On the 1 October 2004, the Disability Discrimination Act 1995 (Amendment) Regulations 2003 come into force. Amongst other provisions, it provides for non-discrimination in respect of barristers. The relevant sections are below, for information.
In short, the following judgement holds that Barristers’ Chambers are not covered by the Disability Discrimination Act for the purposes of securing a pupillage or being accepted by chambers. Thus Deaf and disabled (trainee) barristers have no legal protection against Chambers, and can be discriminated against.
1 Pump Court Chambers v Horton  EWCA Civ 941
Facts: Horton applied for a pupillage, and was offered one of two available places for a year commencing October 2001. In September 2001 he became ill, and applied for a postponement, to begin in October 2002. The Chambers decided not to grant him a deferral. Effectively, as the ET found, that decision prevented him from taking a pupillage with the Chambers.
As a BSL user, I am trying to achieve my dream to become a barrister. The words I have used above is trying to achieve where you can my point that I have not achieved yet. What I feel is now, all I see trying to achieve is forever and never-ending.
I always have wanted to become a barrister. I told people I want to study a law degree. Many people said I am not good enough because deaf people cannot do it. How can deaf people talk in the court room? No, they said. It is impossible, they says. I broke down feel so down – low self esteem. I ignore their instruction or advice. I applied some universities anyway.

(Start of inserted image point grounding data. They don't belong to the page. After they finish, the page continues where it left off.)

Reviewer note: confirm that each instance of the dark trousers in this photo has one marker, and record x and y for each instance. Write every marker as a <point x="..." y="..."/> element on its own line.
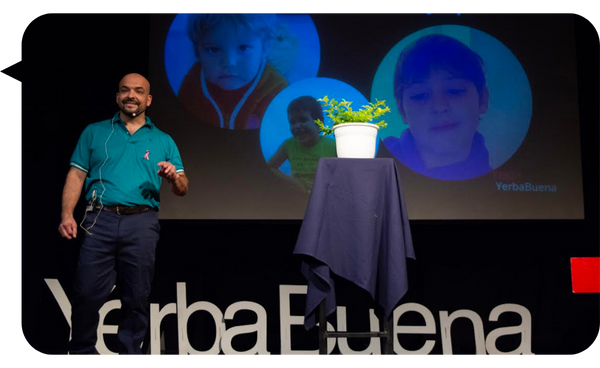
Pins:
<point x="121" y="251"/>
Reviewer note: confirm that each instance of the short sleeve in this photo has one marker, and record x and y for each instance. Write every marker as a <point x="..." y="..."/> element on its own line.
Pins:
<point x="81" y="156"/>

During studying a law degree at the University of Wolverhampton, I was fortune to able to share with other students to pay for interpreters costs. They have interpreter agency at the university which all students can use their Disability Student Allowance to pay to the University and they can divide the money to pay for 3 or 4 interpreters. I obtained a law degree with a lot of difficulties. People tell me I cannot achieve a law degree. Well I do.